Quand l’IA s’invite dans l’édition
En France, si les éditeurs n’ont pas encore autorisé d’accès libre aux œuvres, ils ont néanmoins commencé à solliciter l’IA dans leur production. Notamment avec la génération d’images artificielles, comme a pu le faire la maison d’édition Michel Lafon en 2022, ou plus récemment Gallimard avec Rimbaud est vivant, titre de Luc Loiseaux qui s’est employé à redonner vie aux proches du poète via des illustrations générées par IA.
Mais les collaborations entre éditeurs et sociétés d’IA sont d’une autre teneur et mettent en lumière l’ampleur de l’action des intelligences artificielles génératives, entraînées sur d'immenses quantités de données collectées sur le Web. Jusqu’à, parfois, enfreindre les droits d’auteurs en vigueur.
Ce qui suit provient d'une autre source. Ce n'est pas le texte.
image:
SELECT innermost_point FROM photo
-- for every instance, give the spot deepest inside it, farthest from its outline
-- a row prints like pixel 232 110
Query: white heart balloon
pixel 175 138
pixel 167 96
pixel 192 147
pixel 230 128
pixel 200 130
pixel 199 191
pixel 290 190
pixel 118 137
Pour Giada Pistilli, responsable de l'éthique chez Hugging Face, une plateforme d'IA en accès libre franco-américaine, cette annonce est un pas en avant, puisque le contenu des livres est monétisé. Néanmoins, celle-ci regrette une marge de négociation limitée pour les auteurs. « Ce que l'on va voir, c'est un mécanisme d'accords bilatéraux entre entreprises de nouvelles technologies et éditeurs ou détenteurs de droits d'auteur, alors qu'il faudrait, à mon sens, une conversation plus large pour inclure un peu plus les parties prenantes », dit-elle.
« Le fait qu’il y ait un accord signifie qu’il y a eu un dialogue »
« On part de tellement loin », commente de son côté Julien Chouraqui, directeur juridique du syndicat français de l'édition (SNE). « C'est un progrès : le fait qu'il y ait un accord signifie qu'il y a eu un dialogue et une volonté d'aboutir à un équilibre entre l'utilisation de données sources, qui sont sous droit et qui vont générer de la valeur », a-t-il ajouté.
Face à ces questions, les éditeurs de presse sont, eux aussi, en train de s'organiser. Fin 2023, le quotidien américain The New York Times a lancé des poursuites à l'encontre d'OpenAI, créateur du logiciel ChatGPT, ainsi que de Microsoft, son principal investisseur, pour violation des droits d'auteur. D'autres médias ont, eux, noué des accords avec OpenAI.
La presse américaine a récemment rapporté que les nouveaux modèles en développement semblent avoir atteint leurs limites, notamment chez Google, Anthropic et OpenAI. « Sur le net, vous récoltez du licite et de l'illicite, et beaucoup de contenus piratés. Cela pose un problème juridique. Sans oublier le problème de qualité des données, observe Julien Chouraqui. Si on a à cœur le développement d'un marché sur des bases vertueuses, il faut donc associer l'ensemble des acteurs ».